Le meilleur observateur de l’antiquité, Hippocrate, soumet les qualités physiques et morales de l’homme à l’action du milieu où il vit. Le peuple de la Petite-Russie se ressent des influences tempérées du sol qu’il habite ; il ne fait pas preuve de grandes vertus, mais les crimes sont très rares. Le paysan est adroit, intelligent, soumis, il aime ses frères, c’est ainsi qu’il appelle tous ses semblables ; les vieillards sont traités de pères ou de mères, les jeunes filles de sœurs, et ces mots s’emploient entre gens qui ne se connaissent pas et se voient pour la première fois. Les défauts du Petit-Russien sont l’indolence, la dissimulation, l’égoïsme et surtout l’ivrognerie ; mais ces défauts ne proviennent-ils pas de son ignorance et de la position qui lui est faite par le servage[1] ? Sous le rapport de la vie matérielle, le sort des paysans de la Petite-Russie est moins précaire que celui des ouvriers agricoles des autres régions asservies et même de quelques pays libres. Il ne faut point oublier qu’ils habitent la contrée la plus riche de l’Europe, et que la satisfaction des premiers besoins y est plus facile que partout ailleurs. On est allé jusqu’à expliquer par ce fait l’indolence et le peu d’activité industrielle des habitans ; mais c’est prendre ici l’effet pour la cause.
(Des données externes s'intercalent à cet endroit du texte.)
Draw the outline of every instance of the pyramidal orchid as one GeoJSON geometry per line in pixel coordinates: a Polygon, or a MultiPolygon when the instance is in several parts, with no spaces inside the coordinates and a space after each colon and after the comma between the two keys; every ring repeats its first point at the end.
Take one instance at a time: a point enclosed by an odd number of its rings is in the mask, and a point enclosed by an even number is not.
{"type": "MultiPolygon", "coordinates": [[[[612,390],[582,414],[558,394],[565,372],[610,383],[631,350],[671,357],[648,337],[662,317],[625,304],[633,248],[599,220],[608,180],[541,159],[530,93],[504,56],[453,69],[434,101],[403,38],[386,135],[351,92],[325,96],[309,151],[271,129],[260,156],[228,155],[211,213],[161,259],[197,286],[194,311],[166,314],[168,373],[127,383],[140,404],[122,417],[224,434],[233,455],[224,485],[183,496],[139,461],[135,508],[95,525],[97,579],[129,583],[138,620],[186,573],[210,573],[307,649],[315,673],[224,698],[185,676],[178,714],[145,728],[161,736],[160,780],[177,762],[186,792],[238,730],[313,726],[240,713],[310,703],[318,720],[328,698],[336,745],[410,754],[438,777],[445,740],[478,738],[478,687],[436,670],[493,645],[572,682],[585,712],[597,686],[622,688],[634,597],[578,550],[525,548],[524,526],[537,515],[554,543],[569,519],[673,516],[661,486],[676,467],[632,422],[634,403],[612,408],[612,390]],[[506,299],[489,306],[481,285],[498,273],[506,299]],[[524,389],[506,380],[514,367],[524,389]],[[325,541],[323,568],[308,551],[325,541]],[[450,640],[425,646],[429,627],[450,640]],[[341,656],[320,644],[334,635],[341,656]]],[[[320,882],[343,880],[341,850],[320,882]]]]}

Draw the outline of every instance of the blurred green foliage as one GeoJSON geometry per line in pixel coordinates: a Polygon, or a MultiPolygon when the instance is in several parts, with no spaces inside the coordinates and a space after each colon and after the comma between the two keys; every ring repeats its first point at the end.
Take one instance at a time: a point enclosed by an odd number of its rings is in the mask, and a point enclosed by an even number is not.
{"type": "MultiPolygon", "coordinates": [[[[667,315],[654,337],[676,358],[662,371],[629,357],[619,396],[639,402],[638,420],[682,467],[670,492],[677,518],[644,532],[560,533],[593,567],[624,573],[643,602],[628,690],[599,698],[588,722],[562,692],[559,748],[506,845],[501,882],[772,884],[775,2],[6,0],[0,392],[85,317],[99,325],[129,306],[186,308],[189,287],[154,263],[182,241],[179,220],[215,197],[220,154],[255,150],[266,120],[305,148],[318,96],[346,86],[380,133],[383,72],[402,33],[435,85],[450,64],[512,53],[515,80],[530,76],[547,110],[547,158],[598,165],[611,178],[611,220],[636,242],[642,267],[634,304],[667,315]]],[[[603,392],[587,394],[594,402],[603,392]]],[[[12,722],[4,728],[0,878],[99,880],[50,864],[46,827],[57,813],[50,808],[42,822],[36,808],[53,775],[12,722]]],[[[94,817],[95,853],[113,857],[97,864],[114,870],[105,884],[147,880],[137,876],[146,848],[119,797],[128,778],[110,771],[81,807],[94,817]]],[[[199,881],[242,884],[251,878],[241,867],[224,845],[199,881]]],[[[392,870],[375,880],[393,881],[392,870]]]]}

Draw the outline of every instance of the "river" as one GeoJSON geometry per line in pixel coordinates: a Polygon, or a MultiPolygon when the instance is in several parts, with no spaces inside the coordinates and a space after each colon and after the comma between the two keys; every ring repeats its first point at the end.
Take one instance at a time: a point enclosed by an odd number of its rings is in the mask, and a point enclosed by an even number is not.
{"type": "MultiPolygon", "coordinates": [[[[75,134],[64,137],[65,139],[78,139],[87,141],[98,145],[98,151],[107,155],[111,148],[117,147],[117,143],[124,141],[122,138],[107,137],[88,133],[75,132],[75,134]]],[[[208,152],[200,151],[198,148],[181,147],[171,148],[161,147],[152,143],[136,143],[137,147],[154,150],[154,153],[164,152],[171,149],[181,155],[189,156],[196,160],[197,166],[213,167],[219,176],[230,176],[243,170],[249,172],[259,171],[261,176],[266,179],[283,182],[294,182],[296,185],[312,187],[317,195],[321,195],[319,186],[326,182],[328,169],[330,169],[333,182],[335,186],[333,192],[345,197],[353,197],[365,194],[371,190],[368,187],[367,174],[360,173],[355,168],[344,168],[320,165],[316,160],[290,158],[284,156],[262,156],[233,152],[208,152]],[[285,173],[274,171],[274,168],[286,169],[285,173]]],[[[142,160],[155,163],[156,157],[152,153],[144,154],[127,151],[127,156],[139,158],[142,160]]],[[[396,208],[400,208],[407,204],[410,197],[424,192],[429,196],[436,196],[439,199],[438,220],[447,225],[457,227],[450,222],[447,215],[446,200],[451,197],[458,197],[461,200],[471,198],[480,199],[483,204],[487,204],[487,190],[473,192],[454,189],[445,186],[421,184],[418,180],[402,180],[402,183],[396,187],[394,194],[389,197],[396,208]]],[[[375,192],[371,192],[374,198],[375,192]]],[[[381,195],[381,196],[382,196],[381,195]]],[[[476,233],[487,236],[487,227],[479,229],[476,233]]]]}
Le travail des champs n’est praticable que pendant une moitié de l’année, et laisse de nombreux loisirs durant lesquels le serf, forcément attaché à la terre seigneuriale, tombe dans un inévitable engourdissement. Aucune idée ambitieuse ou jalouse ne vient l’aiguillonner, comme dans les pays où le travail peut aplanir les distances qui séparent les diverses classes de la société. Il est excessivement rare qu’un paysan amasse une somme suffisante pour acheter sa liberté. Aussi, résigné à son sort, le serf borne-t-il son ambition à récolter assez de grains pour attendre la nouvelle moisson, à recueillir assez de bois pour se chauffer pendant l’hiver. Si les provisions laissent un excédant, on l’emploie à l’achat de quelques vêtemens, mais le plus souvent cette faible épargne va s’engloutir dans les débits d’eau-de-vie. Penser à l’avenir, au bonheur des enfans, cela n’est point dans les habitudes des serfs : les enfans seront, comme l’aïeul et le père, attachés à la glèbe ; ils vivront de la même manière. Aussi le pire côté du servage est-il l’espèce de niveau qu’il abaisse sur l’intelligence et la prévoyance humaines.

  1. Nos lecteurs sont déjà suffisamment édifiés à ce sujet. Voyez, dans la livraison du 1er  juillet 1854, l’étude de M. Mérimée sur la Littérature et le Servage en Russie.